I was trespassing! I was overwhelmed with guilt, thrilled by the danger, but apparently safe. The lawn was empty. I walked around to the side of the building, turning my head like an owl, eyeing the grounds for a fast-approaching, disapproving adult. An unspectacular door was ajar, similar to the door to my school’s small auditorium. I stepped inside. It was dark and cave-like, with light winking through a stained glass window above a dais. My eyes adjusted to empty velvety pews and rays of color fanning out across the room. A white head parted the rainbow, glowing like the moon. It was a person, an old woman sleeping with her hands folded below a long strand of pearls. The pearls formed a U on her chest, the rest covered at the nape by her flossy white hair. She was cradled in satin and gleaming wood. I waited for the being to emerge that was crouched inside her stillness. Dust motes sifted through layers of hue, stippling along the surface of her gown. Her eyes threatened to open and spill skeins of silk all the way to my feet. I watched but her eyelids never once fluttered. The longer I watched, the more they seemed to lay like sheets over a davenport in a home closed up for summer.

I understood then and fled out the door, through newly awakened sprinklers. My wet shoes, socks and clothes gathered bits of bark, burrs, leaf and dirt as I picked up speed, breaking through the arborvitae with my very first serious crime thumping in my blood like The Super Chicken Theme Song.

When you find yourself in danger,

When you’re threatened by a stranger,

When it looks like you will take a lickin’

Just Call for Super Chicken!

Cluck, cluck, cluck!

I had seen a dead person. I went back again as soon as I could.

An old man dressed for the Fisher Theater, but wearing a yarmulke, was laid out.  His skin too had sheen, but he seemed deader than the old woman had and I was disappointed that it wasn’t her, as if she and I had shared an intimacy, as if she might have become a great-aunt. Would there always be someone new? Someone who wasn’t all there?

Another man stepped out from behind a long burgundy curtain. He was not shiny like the man lying down but he was hornet-mad. He chased after me scolding, caught me, demanded my name, and told my mother, who rightly wondered aloud why Ira Kaufman left its chapel door open in the first place.

I knew I wasn’t going to be punished. No one wanted to think about what kind of child would visit dead strangers, and as my uncle said, it wasn’t like I’d robbed the place. I’d left the pearl necklace alone, though the milky strand drifted after me through time.

Those bodies, in couture as fancy as Hudson Department Store mannequins, blinked on and off in my head like fireflies for a long time and I can still see them as if I were having tea and they flop in wing chairs on either side of me.

Land developers bought my field eventually and filled in the fen. I went back once in adulthood and the field seemed so small, a postage stamp, now with a few close-together houses and grass rolled out on top of it.

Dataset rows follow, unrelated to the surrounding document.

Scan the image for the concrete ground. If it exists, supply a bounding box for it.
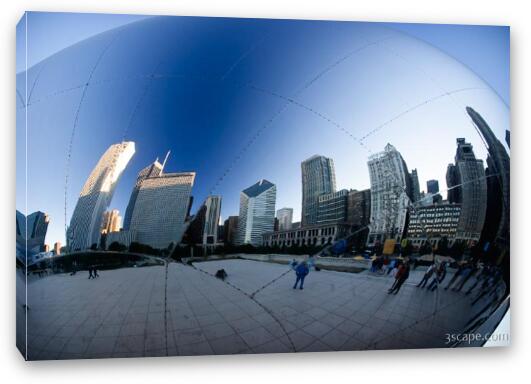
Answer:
[17,260,494,360]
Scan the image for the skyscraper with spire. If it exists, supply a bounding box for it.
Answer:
[301,155,336,226]
[66,141,135,251]
[124,157,167,231]
[446,138,487,241]
[236,179,277,246]
[368,144,412,245]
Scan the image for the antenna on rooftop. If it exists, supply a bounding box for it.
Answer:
[162,150,171,169]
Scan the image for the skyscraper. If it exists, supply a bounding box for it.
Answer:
[409,168,420,202]
[368,144,411,245]
[129,172,195,249]
[187,196,221,245]
[66,141,135,250]
[301,155,336,226]
[124,160,163,230]
[236,179,277,246]
[277,208,293,231]
[16,210,50,262]
[347,189,371,228]
[317,189,348,225]
[446,138,487,241]
[101,209,122,234]
[466,107,511,246]
[426,180,439,195]
[223,216,238,244]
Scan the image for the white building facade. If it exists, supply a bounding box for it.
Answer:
[277,208,293,231]
[129,172,195,249]
[367,144,411,246]
[236,180,277,246]
[202,196,221,244]
[66,141,135,251]
[301,155,336,226]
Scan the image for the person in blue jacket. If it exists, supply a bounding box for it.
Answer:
[293,261,310,289]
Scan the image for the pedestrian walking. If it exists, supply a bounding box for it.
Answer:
[452,264,475,292]
[428,263,446,292]
[293,261,310,289]
[444,264,465,290]
[417,263,435,288]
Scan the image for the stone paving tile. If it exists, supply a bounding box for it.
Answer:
[17,260,492,360]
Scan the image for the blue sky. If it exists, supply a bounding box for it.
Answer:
[17,13,509,243]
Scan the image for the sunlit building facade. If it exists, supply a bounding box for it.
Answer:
[66,141,135,251]
[368,144,411,245]
[446,138,487,241]
[236,179,277,246]
[277,208,293,231]
[124,160,163,230]
[129,172,195,249]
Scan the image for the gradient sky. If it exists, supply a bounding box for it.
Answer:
[17,13,509,243]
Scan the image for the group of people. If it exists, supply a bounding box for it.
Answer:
[417,262,447,292]
[290,257,502,304]
[417,261,502,304]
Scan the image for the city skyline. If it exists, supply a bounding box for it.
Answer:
[17,18,509,243]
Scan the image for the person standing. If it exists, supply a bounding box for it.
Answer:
[428,263,446,292]
[293,261,310,289]
[417,263,435,288]
[387,261,409,295]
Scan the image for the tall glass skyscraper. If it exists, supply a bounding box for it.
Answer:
[187,195,221,245]
[368,144,412,245]
[236,179,277,246]
[277,208,293,231]
[66,141,135,251]
[130,172,195,249]
[16,210,50,263]
[124,160,163,230]
[426,180,439,195]
[301,155,336,226]
[409,168,420,202]
[446,138,487,241]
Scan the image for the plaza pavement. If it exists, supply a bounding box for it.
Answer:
[17,259,494,360]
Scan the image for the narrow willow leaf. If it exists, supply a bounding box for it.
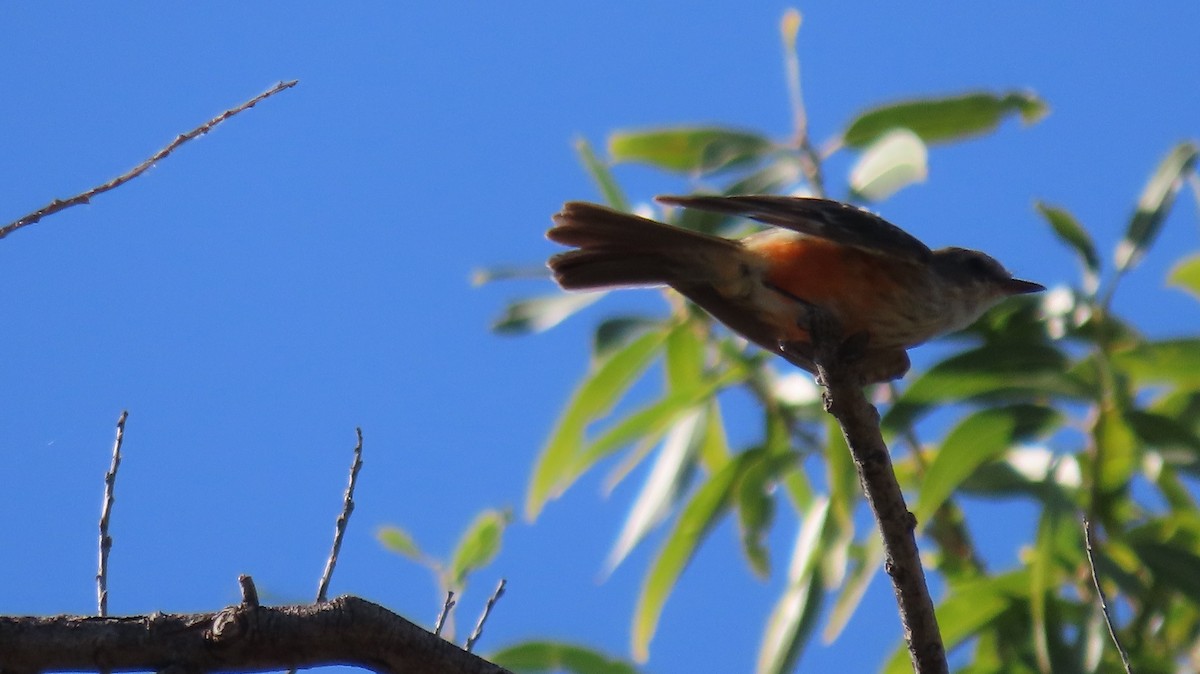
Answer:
[604,408,704,576]
[575,138,629,211]
[526,329,670,519]
[821,536,883,644]
[632,450,798,662]
[487,642,637,674]
[882,342,1090,432]
[913,404,1062,528]
[492,293,604,335]
[850,128,929,201]
[376,524,425,561]
[842,91,1048,148]
[449,510,511,588]
[1166,254,1200,300]
[1112,337,1200,389]
[1034,201,1100,294]
[608,127,774,173]
[755,498,829,674]
[1115,143,1200,271]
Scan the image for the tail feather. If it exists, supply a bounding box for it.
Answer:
[546,201,738,290]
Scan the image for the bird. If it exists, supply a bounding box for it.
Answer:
[546,194,1045,385]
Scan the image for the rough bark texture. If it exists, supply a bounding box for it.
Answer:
[0,596,506,674]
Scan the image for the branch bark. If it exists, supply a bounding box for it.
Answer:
[809,307,949,674]
[0,596,506,674]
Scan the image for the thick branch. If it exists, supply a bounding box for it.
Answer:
[809,307,949,674]
[0,596,506,674]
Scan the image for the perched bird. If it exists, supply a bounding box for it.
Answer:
[546,195,1045,384]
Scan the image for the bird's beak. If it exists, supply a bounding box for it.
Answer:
[1003,278,1046,295]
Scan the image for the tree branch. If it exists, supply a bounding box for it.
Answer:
[0,596,506,674]
[781,306,949,674]
[0,79,300,239]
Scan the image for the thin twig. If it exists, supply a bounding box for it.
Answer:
[466,578,508,652]
[317,428,362,603]
[433,590,457,636]
[1084,517,1133,674]
[796,306,949,674]
[96,410,130,618]
[0,79,300,239]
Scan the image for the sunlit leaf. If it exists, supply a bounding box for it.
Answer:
[449,510,511,586]
[492,293,604,335]
[821,535,883,644]
[755,499,829,674]
[1166,254,1200,300]
[487,642,637,674]
[883,570,1030,674]
[1034,201,1100,293]
[1112,337,1200,389]
[632,450,798,662]
[575,138,629,211]
[842,91,1048,148]
[850,128,929,201]
[913,404,1062,528]
[608,127,775,173]
[604,408,704,574]
[1116,143,1200,271]
[376,524,425,561]
[883,343,1090,432]
[1092,409,1141,492]
[526,329,670,519]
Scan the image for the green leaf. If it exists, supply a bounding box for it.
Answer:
[608,127,775,173]
[492,293,604,335]
[487,642,637,674]
[850,128,929,201]
[755,499,829,674]
[376,524,425,561]
[1034,201,1100,293]
[883,570,1030,674]
[1166,254,1200,300]
[1116,143,1200,271]
[913,404,1062,528]
[1092,409,1141,493]
[526,329,670,519]
[882,343,1090,432]
[604,408,706,576]
[449,510,512,588]
[821,536,883,644]
[1112,337,1200,389]
[632,450,798,662]
[842,91,1048,148]
[575,138,629,211]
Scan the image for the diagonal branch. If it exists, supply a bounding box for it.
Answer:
[781,306,949,674]
[0,79,300,239]
[0,596,506,674]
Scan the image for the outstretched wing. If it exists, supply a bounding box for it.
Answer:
[655,194,931,261]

Today, the sky tapped out rain from morning to dusk. Cardinals, doves, and sparrows made a Roman Bath of a puddle in my yard, where a rabbit keeps her den. Squirrels chase in the day and the skunks, with their funny skittering ramble, emerge at night. Chickadees dip by on their small wings I still curb squeals of delight in order not to frighten them away. Living my life I have forgotten and remembered constant death, and forgotten again, even after it thieved loved ones and shorn me to my core.

Somewhere milkweed is pushing up where least expected, and will again.